Luego cuando su preparación había terminado, él escribió “prediqué el sermón de despedida ayer por la noche. Hoy por la mañana oré en casi todos los lugares por donde anduve, y después de despedirme de mis amigos, inicié el viaje hacia donde viven los indios”.

Se fue a los feroces indios pieles rojas de Estados Unidos, allí entregó toda su vida, su salud, sus proyectos matrimoniales, y sus posesiones. Cuando llegó a las aldeas, se bajó de su caballo y se acostó en el suelo para pasar la noche, orando fervorosamente. Sin que él se diera cuenta, algunos indios lo asecharon para matarle, ya que no confiaban en los “blancos”, sin embargo cuando oyeron que Brainerd estaba clamando por la salvación de sus almas, ellos se fueron y desistieron de matarle.

Era su costumbre pasar tiempo profundo en la presencia de Dios, siempre oraba, ayunaba y clamaba antes de sus predicaciones, y luego de ellas los indios terminaban convencidos de pecado por el Espíritu Santo y tan quebrantados por el amor de Dios, que entregaban su vida al Señor.

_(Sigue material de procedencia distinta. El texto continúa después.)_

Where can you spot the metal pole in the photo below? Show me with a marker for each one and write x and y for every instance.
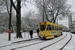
(43, 10)
(10, 14)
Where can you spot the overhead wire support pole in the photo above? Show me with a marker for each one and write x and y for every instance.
(10, 15)
(43, 11)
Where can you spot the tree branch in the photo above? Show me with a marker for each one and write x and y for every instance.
(13, 5)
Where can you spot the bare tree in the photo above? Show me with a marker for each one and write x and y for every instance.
(54, 8)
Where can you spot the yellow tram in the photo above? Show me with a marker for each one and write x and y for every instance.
(49, 30)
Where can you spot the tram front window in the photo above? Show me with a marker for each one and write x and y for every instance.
(42, 27)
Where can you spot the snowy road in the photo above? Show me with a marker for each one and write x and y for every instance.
(53, 44)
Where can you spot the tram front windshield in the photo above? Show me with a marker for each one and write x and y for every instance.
(42, 27)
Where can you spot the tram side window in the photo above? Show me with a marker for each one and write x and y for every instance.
(52, 27)
(48, 27)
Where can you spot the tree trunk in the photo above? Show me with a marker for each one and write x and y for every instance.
(18, 16)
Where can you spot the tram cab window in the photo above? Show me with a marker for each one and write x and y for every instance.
(48, 27)
(42, 27)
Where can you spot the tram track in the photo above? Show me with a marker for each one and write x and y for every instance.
(36, 43)
(19, 42)
(66, 42)
(52, 43)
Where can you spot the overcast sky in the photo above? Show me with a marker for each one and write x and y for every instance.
(65, 21)
(72, 3)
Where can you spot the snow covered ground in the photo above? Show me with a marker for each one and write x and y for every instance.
(4, 38)
(56, 46)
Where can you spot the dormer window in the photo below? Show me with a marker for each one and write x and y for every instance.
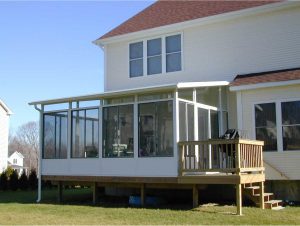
(155, 56)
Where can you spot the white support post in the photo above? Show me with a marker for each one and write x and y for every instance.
(176, 127)
(209, 137)
(69, 131)
(196, 125)
(221, 129)
(135, 128)
(278, 126)
(239, 110)
(40, 152)
(100, 130)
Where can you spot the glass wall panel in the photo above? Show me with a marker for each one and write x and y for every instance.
(85, 127)
(202, 124)
(156, 129)
(291, 125)
(183, 126)
(186, 122)
(55, 135)
(118, 131)
(265, 125)
(214, 119)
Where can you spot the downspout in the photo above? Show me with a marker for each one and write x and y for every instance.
(40, 110)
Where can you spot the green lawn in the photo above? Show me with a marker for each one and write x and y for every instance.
(19, 208)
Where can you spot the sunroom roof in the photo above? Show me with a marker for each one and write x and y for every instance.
(140, 90)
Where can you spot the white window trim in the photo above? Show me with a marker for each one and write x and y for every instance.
(278, 113)
(163, 55)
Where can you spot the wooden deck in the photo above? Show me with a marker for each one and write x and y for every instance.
(238, 162)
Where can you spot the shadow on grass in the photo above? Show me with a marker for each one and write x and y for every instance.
(83, 197)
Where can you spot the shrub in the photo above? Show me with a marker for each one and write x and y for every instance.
(23, 181)
(32, 180)
(3, 181)
(14, 181)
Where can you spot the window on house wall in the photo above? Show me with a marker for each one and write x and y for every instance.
(136, 59)
(265, 125)
(161, 55)
(85, 132)
(173, 53)
(154, 63)
(118, 131)
(55, 135)
(156, 129)
(290, 112)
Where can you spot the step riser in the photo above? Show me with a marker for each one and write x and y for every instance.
(253, 193)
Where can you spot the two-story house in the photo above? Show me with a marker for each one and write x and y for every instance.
(185, 71)
(4, 123)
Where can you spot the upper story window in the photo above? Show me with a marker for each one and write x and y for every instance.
(173, 53)
(136, 59)
(155, 56)
(154, 63)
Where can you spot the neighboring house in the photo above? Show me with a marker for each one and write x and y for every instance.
(182, 71)
(5, 112)
(15, 161)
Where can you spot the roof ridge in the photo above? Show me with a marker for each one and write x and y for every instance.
(167, 12)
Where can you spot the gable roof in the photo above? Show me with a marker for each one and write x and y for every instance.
(3, 105)
(269, 76)
(168, 12)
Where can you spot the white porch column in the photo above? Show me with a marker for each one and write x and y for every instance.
(41, 122)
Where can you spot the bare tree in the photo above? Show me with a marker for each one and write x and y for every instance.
(26, 141)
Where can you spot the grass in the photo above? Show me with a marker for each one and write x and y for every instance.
(19, 208)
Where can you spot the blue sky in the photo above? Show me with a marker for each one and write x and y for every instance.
(46, 50)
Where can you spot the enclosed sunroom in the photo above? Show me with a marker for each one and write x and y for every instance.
(129, 132)
(151, 136)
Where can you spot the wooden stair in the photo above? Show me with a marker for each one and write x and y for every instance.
(251, 191)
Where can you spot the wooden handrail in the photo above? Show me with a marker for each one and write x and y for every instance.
(277, 170)
(235, 156)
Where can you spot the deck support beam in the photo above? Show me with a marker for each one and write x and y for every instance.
(95, 193)
(195, 196)
(239, 199)
(262, 195)
(59, 191)
(143, 195)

David que sufría de tuberculosis, sentía su salud debilitase, muchas veces se perdió entre las montañas y los pantanos, experimentó hambre y soledad. En ese periodo estuvo a punto de casarse con Jerusha, hija de Jonathan Edwards, sin embargo el prefirió hacer su hogar entre los indios pieles rojas, y fue allí donde se quedó hasta morir, a los 29 años de edad.

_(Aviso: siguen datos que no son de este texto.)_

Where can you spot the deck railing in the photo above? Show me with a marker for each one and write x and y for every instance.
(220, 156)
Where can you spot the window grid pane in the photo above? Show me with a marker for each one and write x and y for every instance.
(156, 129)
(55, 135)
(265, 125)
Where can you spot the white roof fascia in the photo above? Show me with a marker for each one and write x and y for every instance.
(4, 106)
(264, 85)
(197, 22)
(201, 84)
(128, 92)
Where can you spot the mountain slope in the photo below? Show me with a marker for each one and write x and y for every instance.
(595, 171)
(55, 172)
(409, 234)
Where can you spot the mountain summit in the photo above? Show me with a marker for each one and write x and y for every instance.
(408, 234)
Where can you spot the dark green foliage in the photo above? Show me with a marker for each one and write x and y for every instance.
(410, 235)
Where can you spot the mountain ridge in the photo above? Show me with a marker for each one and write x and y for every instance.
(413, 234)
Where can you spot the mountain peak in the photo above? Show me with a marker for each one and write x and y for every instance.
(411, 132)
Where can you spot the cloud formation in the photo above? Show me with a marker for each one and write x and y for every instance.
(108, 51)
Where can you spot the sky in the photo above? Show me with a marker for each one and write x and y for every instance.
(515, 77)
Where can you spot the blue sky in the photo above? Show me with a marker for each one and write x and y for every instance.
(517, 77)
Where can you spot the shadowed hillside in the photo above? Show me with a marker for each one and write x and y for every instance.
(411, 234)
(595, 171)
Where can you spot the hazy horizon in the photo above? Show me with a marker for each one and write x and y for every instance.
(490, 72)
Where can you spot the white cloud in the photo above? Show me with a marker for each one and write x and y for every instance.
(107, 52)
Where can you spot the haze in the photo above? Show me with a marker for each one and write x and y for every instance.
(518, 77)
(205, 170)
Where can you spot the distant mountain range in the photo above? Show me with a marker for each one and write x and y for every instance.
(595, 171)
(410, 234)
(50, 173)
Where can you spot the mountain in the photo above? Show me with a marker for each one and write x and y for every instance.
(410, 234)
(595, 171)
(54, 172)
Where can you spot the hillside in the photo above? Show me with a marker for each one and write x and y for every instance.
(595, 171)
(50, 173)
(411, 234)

Al tomar esta tremenda decisión el relata en su diario “Heme aquí Señor envíame a mí hasta los confines de la tierra, envíame a los pieles rojas del monte, aléjame de todo lo que se llama comodidad en la tierra, envíame aunque me cueste la vida, si es para tu servicio y para promover tu reino”.

Para David Brainerd el deseo más grande de su vida era “arder como una llama” por Dios, hasta el último momento, y así lo hizo. A pesar de que solo vivió 29 años, su obra e influencia fue mucho mayor de lo que cualquier hombre hace en 70 años.

Su biografía ha sido de inspiración para muchos grandes hombres de Dios, que se han dedicado a las misiones, como Enrique Martyn, Guillermo Carey, Roberto McCheyne y A.J.Gordon.

Sus últimas palabras son para nosotros un tremendo ejemplo de entrega y negación “digo, ahora que estoy muriendo, que ni por todo lo que hay en el mundo, habría yo vivido mi vida de otra manera”.